Il s'agit de fractures du nez dépassées. L’énergie traumatique n'est que partiellement absorbée par la pyramide nasale et va pouvoir entraîner des lésions en arrière de celle-ci, au niveau des structures profondes de la région centrofaciale (os lacrymaux, ethmoïde, parois internes des orbites et partie médiale des planchers orbitaires, apophyses frontales des maxillaires, parois antérieure et postérieure du sinus frontal), aboutissant à la classique fracture du complexe naso-ethmoïdo-maxillo-fronto-orbitaire (CNEMFO).

Du fait de la violence du choc, tous ces patients doivent être considérés comme des traumatisés crâniens, au moins légers.

Physiopathologie

Choc violent sur la région nasale.

Clinique

  • Les signes classiques de la fracture des os propres du nez sont présents : épistaxis bilatérale, douleur, obstruction nasale, hématome en lunettes. L’épistaxis peut être massive et nécessiter une prise en charge immédiate (cf. ci-dessus).
  • Effacement du relief de la pyramide nasale témoignant de l'impaction du nez entre les orbites.
  • Méplat frontal par embarrure dans les fractures étendues à l'os frontal.
  • Élargissement de la région interorbitaire (télécanthus), reflet de la dystopie canthale médiale par désinsertion des ligaments canthaux et/ou par valgisation des os lacrymaux, point d'attache de ces ligaments (fig. 4.44).
  • Larmoiement par atteinte des parois osseuses du (ou des) sac(s) lacrymaux.
  • Énophtalmie secondaire à l'effondrement des parois médiales et latérales des deux orbites.
  • Œdème important des paupières et intraorbitaire d'installation rapide masquant souvent les déformations précédentes dans les jours qui suivent le traumatisme.
  • Emphysèmes sous-cutanés peri-orbitaires témoignant de la présence d'air dans les orbites (pneumorbites) en relation avec les fractures des parois orbitaires (planchers et parois médiales).
  • Diplopie statique et/ou dynamique par atteinte des muscles oculomoteurs et/ou en raison d'une dystopie oculaire sévère.
  • Rhinorrhée cérébrospinale en cas de fracture irradiée à l’étage antérieur de la base du crâne.
  • Anosmie en cas de fracture irradiée à la lame criblée de l'ethmoïde.
  • Cécité en cas d'irradiation des fractures aux canaux optiques et/ou à l’étage antérieure de la base du crâne.

Un avis neurochirurgical est indispensable en cas de fracture de la paroi postérieure du sinus frontal et/ou en cas de suspicion de fracture de l’étage antérieur de la base du crâne.
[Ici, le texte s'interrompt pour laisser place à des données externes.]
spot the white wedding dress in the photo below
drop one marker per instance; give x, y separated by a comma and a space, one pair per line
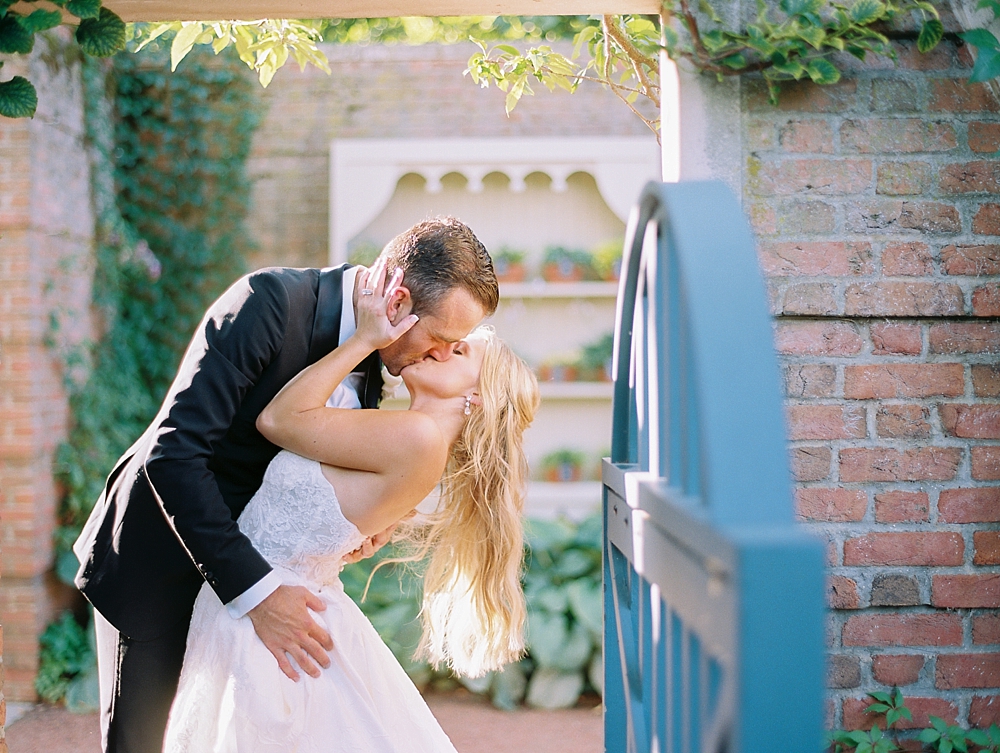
232, 696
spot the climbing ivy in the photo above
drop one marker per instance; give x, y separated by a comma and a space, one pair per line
171, 191
99, 32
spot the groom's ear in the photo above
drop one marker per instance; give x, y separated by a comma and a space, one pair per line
399, 304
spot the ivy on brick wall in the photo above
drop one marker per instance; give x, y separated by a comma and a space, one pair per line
99, 32
171, 194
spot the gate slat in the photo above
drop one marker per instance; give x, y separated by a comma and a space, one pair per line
713, 597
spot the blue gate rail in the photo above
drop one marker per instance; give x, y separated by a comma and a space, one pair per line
713, 597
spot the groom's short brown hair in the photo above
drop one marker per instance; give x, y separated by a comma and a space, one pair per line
436, 257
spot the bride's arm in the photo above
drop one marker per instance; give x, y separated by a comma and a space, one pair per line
297, 419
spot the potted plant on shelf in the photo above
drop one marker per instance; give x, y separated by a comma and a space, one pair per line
608, 260
508, 263
563, 465
558, 370
595, 359
364, 253
562, 264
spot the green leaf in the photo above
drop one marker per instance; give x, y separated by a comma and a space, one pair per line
14, 37
814, 35
40, 20
823, 72
84, 8
18, 98
735, 61
103, 36
705, 7
801, 7
978, 737
930, 34
987, 66
865, 12
183, 42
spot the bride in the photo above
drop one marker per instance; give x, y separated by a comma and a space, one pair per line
465, 422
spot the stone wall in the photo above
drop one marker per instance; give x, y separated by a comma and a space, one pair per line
46, 235
875, 202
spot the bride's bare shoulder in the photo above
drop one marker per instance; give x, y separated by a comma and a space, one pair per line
419, 432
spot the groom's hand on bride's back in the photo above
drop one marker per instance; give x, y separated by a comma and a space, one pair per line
282, 621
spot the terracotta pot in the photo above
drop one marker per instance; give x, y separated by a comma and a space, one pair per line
557, 372
563, 472
509, 271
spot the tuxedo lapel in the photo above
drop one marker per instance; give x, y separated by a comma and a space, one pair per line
326, 322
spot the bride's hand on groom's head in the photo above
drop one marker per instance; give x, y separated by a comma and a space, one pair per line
378, 305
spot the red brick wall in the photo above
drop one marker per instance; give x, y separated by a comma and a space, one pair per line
46, 232
877, 210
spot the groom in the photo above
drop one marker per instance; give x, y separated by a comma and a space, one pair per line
166, 521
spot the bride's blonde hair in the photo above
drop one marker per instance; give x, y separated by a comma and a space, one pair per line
473, 609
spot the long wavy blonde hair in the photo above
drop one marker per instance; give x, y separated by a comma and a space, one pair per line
473, 608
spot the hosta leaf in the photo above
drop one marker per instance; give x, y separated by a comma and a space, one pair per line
547, 534
822, 71
18, 98
573, 563
930, 34
507, 689
103, 36
867, 11
84, 8
40, 20
14, 37
551, 599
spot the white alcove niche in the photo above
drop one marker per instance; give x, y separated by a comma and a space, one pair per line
524, 194
520, 192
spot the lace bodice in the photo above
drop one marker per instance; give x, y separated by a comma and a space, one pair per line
295, 520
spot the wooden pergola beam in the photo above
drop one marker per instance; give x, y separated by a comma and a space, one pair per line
247, 10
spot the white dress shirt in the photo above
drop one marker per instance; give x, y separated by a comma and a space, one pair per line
347, 395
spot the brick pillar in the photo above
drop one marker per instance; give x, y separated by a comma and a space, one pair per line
46, 237
876, 204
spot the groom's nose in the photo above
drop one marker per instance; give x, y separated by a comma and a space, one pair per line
442, 352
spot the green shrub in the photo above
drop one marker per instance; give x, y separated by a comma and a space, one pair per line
66, 653
562, 585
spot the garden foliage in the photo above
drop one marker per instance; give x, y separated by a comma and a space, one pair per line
99, 32
171, 196
562, 585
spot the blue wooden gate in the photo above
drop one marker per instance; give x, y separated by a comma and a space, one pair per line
713, 599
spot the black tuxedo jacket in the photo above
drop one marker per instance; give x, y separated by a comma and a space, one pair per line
166, 520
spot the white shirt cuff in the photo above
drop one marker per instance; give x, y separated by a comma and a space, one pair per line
254, 595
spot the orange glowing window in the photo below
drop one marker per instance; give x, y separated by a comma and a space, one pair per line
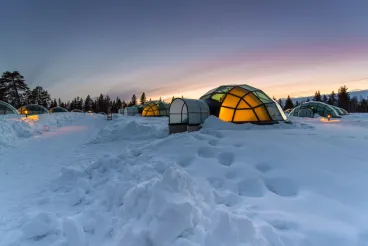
238, 91
226, 114
230, 101
244, 115
262, 113
252, 100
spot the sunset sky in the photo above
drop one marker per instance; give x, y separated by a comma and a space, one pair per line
173, 48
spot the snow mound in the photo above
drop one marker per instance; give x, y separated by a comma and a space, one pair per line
129, 130
15, 127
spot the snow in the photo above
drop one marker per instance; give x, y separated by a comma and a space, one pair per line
74, 179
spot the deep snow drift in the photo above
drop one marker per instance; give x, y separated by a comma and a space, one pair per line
89, 181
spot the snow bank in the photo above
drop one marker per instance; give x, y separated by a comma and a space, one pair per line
132, 128
15, 127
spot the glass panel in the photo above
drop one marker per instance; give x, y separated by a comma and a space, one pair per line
230, 101
275, 113
262, 113
243, 104
283, 116
252, 100
247, 87
238, 91
264, 98
218, 97
194, 118
226, 114
175, 118
176, 106
244, 116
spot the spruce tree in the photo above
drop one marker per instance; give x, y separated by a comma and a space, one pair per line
14, 88
343, 98
332, 98
288, 103
143, 99
324, 99
280, 102
133, 101
317, 96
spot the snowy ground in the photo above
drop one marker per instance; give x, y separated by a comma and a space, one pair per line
77, 179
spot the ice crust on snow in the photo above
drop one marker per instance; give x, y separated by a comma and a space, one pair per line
129, 183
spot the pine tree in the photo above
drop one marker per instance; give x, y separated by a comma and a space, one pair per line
118, 104
288, 103
324, 99
39, 96
332, 98
14, 88
280, 102
87, 103
317, 96
143, 98
133, 101
343, 98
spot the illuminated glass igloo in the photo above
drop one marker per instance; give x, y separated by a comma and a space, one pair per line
58, 110
77, 111
6, 108
188, 112
155, 109
243, 104
32, 109
131, 111
308, 109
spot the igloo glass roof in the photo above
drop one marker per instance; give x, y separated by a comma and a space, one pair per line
155, 109
33, 109
244, 103
58, 110
188, 111
6, 108
320, 108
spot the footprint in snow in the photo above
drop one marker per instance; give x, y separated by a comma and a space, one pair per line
282, 187
226, 158
263, 167
216, 183
238, 145
213, 142
251, 188
206, 152
185, 160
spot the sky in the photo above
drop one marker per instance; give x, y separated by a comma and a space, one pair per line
174, 48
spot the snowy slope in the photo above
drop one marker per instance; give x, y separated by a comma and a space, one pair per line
126, 182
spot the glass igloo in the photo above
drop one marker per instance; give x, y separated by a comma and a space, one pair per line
131, 111
308, 109
155, 109
58, 110
32, 109
243, 104
6, 108
188, 112
77, 111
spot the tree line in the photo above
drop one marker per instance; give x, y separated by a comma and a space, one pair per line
15, 91
341, 99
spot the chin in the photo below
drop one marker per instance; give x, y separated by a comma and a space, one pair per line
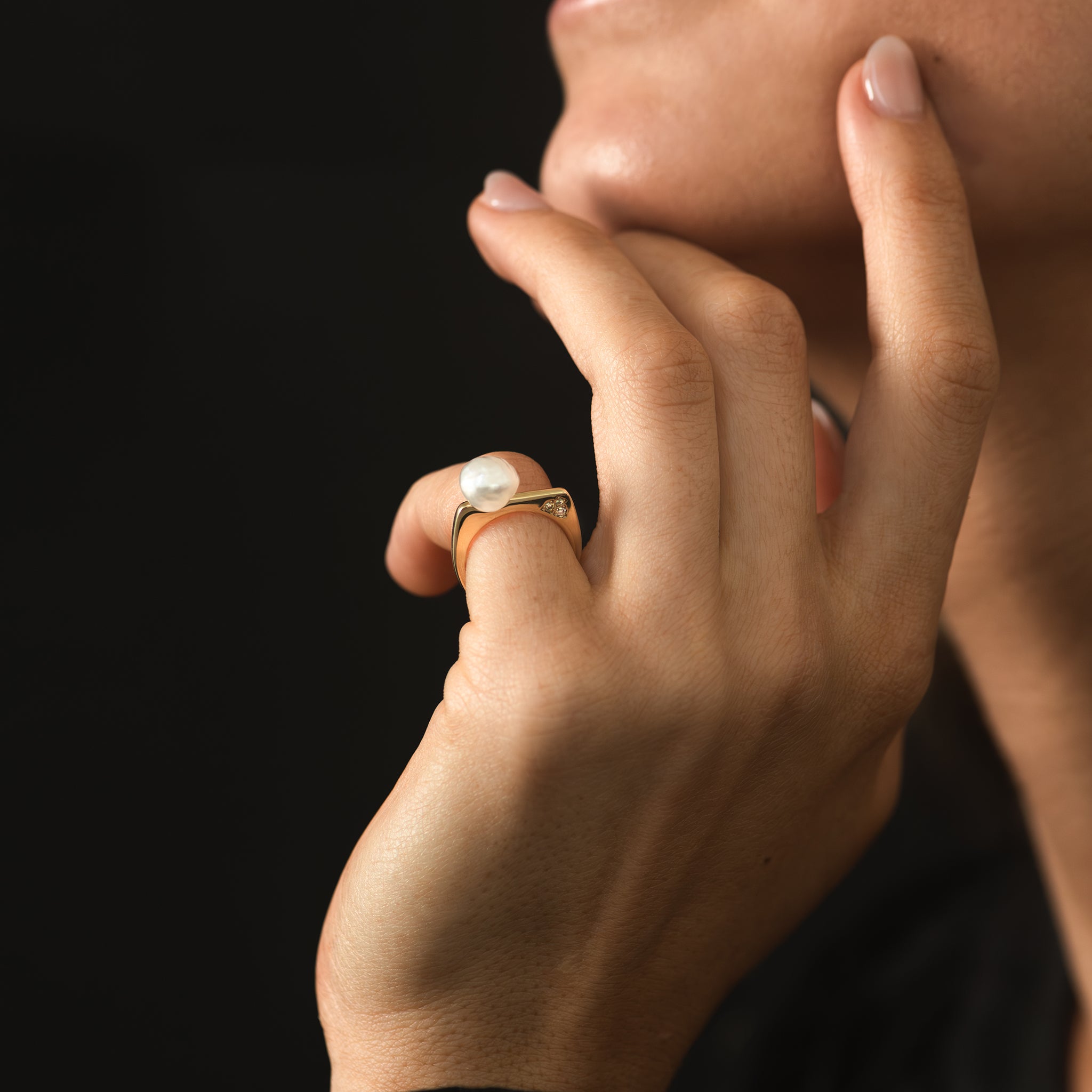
729, 188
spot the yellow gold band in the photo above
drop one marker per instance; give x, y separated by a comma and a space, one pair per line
554, 504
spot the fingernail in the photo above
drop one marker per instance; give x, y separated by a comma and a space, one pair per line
893, 83
827, 423
506, 192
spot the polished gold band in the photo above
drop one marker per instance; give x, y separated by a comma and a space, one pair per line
554, 504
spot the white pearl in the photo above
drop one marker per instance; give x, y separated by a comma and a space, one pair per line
488, 483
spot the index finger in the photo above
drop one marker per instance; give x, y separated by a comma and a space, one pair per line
916, 438
653, 412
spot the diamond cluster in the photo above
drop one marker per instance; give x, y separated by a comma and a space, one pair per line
556, 506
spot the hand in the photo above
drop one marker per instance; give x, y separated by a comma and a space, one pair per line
650, 765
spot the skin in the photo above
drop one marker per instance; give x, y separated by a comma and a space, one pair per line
677, 139
630, 791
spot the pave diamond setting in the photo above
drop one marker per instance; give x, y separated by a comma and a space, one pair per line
556, 506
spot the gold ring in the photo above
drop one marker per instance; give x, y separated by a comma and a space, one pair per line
555, 505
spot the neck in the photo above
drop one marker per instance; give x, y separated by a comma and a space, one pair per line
1021, 582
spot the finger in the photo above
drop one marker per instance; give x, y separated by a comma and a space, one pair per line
509, 560
919, 426
830, 457
755, 340
653, 408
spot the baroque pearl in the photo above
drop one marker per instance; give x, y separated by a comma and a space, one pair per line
488, 483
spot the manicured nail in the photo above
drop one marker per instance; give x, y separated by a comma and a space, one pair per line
828, 424
506, 192
893, 82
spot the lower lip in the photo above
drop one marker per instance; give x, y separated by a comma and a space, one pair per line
566, 9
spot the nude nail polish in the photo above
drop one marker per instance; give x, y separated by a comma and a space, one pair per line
506, 192
893, 82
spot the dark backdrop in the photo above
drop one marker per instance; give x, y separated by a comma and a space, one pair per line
240, 316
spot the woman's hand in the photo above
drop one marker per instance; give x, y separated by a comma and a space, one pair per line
649, 766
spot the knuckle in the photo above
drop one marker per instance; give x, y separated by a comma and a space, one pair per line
758, 312
664, 366
901, 672
934, 195
958, 377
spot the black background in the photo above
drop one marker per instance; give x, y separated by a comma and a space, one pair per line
240, 315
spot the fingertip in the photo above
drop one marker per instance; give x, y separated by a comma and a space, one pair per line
417, 566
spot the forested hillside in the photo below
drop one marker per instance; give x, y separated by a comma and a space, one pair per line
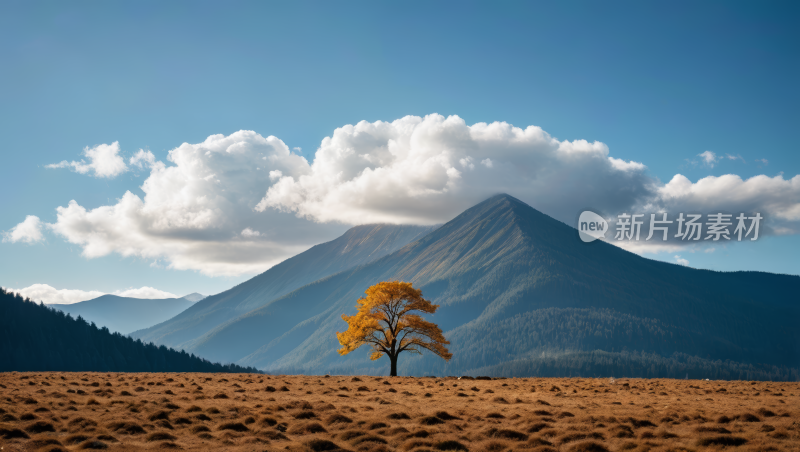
126, 315
34, 337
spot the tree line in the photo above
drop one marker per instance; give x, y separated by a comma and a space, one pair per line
35, 337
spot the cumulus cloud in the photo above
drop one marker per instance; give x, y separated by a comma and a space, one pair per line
241, 203
146, 159
50, 295
104, 161
680, 261
195, 210
427, 170
29, 231
144, 292
709, 158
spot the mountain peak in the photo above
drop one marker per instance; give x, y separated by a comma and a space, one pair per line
194, 297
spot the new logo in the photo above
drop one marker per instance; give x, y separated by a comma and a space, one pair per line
591, 226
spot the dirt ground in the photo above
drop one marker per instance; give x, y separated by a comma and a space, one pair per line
250, 412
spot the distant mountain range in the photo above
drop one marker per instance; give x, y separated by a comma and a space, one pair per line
357, 246
125, 315
35, 337
520, 295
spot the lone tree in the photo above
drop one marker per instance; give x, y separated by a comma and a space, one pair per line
386, 321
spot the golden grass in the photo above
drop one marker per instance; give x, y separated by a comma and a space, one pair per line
80, 411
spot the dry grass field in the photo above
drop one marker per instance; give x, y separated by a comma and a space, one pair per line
248, 412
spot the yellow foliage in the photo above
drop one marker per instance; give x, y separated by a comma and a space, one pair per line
386, 321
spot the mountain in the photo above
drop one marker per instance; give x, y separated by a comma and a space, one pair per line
359, 245
35, 337
194, 297
126, 315
520, 294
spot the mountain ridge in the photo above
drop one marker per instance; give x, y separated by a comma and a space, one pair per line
358, 245
503, 258
125, 314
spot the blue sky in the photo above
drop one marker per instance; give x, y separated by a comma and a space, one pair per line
657, 82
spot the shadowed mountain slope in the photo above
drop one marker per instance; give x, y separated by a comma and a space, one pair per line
515, 284
359, 245
36, 337
125, 315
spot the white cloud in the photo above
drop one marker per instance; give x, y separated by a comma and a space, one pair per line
423, 170
247, 232
144, 292
29, 231
239, 204
104, 161
194, 211
776, 197
146, 159
50, 295
709, 158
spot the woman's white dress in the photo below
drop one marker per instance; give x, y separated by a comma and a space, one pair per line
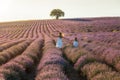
59, 43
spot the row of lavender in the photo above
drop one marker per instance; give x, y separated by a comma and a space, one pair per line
52, 64
19, 67
95, 61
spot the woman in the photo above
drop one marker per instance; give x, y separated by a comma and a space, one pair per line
59, 42
75, 42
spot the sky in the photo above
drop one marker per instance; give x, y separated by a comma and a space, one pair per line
12, 10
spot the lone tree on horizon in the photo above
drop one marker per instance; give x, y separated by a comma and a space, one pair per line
57, 13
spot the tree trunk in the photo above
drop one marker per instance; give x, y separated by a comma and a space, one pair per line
57, 17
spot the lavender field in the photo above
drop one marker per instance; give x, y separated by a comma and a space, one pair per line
28, 52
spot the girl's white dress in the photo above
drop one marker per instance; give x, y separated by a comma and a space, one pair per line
59, 43
75, 44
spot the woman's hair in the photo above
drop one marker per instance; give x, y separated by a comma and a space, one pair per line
60, 35
76, 39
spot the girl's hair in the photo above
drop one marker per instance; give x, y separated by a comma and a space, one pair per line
60, 35
76, 39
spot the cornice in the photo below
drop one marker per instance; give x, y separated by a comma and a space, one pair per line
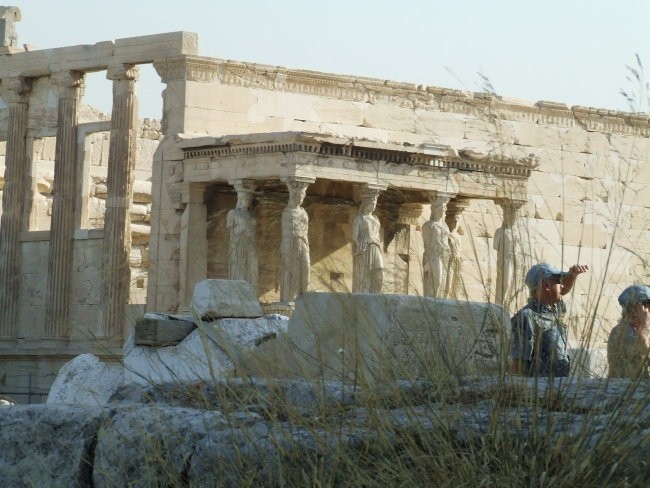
276, 78
363, 150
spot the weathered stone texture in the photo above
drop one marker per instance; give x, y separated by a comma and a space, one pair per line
229, 431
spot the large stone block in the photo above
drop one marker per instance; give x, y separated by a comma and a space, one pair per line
85, 380
372, 337
385, 116
527, 134
214, 299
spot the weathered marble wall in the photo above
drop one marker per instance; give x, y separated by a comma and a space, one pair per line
586, 199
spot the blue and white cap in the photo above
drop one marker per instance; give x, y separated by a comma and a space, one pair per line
634, 294
541, 272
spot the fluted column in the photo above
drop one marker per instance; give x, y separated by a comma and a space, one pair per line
367, 241
455, 288
59, 270
512, 258
193, 262
119, 183
409, 220
294, 248
14, 93
436, 255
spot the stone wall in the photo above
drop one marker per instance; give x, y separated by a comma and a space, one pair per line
586, 199
28, 367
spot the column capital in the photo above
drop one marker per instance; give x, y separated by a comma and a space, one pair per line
186, 68
117, 72
67, 81
410, 213
15, 89
298, 181
243, 185
193, 192
436, 195
513, 204
368, 190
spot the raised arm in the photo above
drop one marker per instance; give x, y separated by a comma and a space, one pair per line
569, 280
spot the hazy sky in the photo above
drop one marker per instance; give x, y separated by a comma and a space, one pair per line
571, 51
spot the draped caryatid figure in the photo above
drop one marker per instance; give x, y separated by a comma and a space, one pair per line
511, 257
242, 249
454, 280
437, 251
367, 257
294, 247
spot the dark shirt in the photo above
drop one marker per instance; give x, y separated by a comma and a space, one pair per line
540, 340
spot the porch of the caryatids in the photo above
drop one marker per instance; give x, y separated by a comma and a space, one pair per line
15, 93
70, 86
437, 250
367, 254
119, 183
295, 263
454, 282
241, 224
512, 259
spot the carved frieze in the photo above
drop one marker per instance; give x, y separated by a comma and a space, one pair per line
188, 68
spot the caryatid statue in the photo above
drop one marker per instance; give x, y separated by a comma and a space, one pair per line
511, 258
294, 248
454, 271
367, 257
437, 251
242, 249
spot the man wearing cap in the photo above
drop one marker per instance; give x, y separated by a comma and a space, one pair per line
539, 339
629, 341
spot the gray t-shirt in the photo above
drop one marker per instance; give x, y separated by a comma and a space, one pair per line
540, 338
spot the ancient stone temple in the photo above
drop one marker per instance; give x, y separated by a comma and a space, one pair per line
294, 181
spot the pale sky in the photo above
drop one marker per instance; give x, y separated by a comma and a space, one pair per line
570, 51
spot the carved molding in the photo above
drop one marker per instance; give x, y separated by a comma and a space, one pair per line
15, 89
123, 72
186, 68
251, 75
515, 168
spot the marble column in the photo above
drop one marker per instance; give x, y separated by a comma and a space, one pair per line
241, 223
367, 253
193, 262
454, 288
119, 184
407, 246
15, 94
59, 272
294, 248
512, 261
437, 251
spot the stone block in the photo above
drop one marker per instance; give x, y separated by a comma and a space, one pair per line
494, 130
534, 135
233, 99
371, 337
342, 112
591, 363
585, 235
160, 332
85, 380
581, 141
146, 49
630, 147
384, 116
214, 299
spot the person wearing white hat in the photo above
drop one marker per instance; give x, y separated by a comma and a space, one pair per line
539, 339
629, 341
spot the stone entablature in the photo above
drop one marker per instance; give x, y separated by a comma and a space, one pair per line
426, 168
408, 95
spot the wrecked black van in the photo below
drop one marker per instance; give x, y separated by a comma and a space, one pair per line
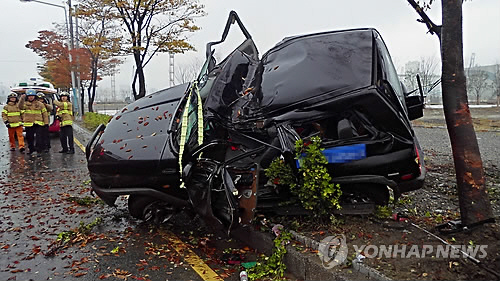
205, 145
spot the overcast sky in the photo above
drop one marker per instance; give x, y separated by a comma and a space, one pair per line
268, 21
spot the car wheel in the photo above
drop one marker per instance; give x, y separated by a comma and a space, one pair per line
377, 193
150, 209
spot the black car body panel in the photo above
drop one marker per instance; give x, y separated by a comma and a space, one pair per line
221, 130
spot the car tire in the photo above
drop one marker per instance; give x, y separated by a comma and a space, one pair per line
378, 193
150, 209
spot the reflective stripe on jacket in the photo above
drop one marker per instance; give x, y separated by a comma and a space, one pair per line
12, 114
46, 119
34, 112
65, 111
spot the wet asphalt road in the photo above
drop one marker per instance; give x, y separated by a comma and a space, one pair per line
36, 207
437, 140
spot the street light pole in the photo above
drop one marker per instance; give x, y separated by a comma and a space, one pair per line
76, 88
69, 32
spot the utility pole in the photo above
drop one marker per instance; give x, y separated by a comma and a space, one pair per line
171, 69
78, 82
76, 88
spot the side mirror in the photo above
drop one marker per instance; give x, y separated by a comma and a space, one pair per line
415, 104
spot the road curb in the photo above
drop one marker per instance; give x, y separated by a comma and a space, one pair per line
84, 135
306, 265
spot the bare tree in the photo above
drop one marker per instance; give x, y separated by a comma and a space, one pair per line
496, 84
476, 82
426, 68
474, 202
187, 72
153, 26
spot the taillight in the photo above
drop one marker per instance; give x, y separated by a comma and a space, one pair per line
407, 177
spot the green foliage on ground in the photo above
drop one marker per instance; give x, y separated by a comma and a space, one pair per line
316, 190
313, 186
92, 120
272, 267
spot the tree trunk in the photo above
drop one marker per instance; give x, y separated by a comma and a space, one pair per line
91, 100
473, 199
139, 74
82, 98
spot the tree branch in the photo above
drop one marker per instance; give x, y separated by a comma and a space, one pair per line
433, 28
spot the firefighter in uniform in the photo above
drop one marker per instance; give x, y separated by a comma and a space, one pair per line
33, 116
45, 128
12, 117
65, 115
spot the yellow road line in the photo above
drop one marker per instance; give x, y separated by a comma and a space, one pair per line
205, 272
79, 144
Un avis ophtalmologique est indispensable en cas de signes fonctionnels oculaires.

Figure 4.44 Fracture du CNEMFO. Noter le télécanthus

Radiographie

Les incidences radiographiques standards (Blondeau, Waters, crâne de profil) sont systématiquement complétées par un scanner cranio-facial en coupe axiale et en reconstructions frontales et sagittales pour une analyse précise des orbites, des structures profondes de la région centrofaciale et de la base du crâne. Les reconstructions tridimensionnelles permettent une visualisation simplifiée des lésions de surface (fig. 4.45).

L'existence d'une pneumocéphalie (présence d'air dans l'espace sous-dural) au bilan radiologique (fig. 4.46) signe à lui seul l'existence d'une brèche de la dure-mère.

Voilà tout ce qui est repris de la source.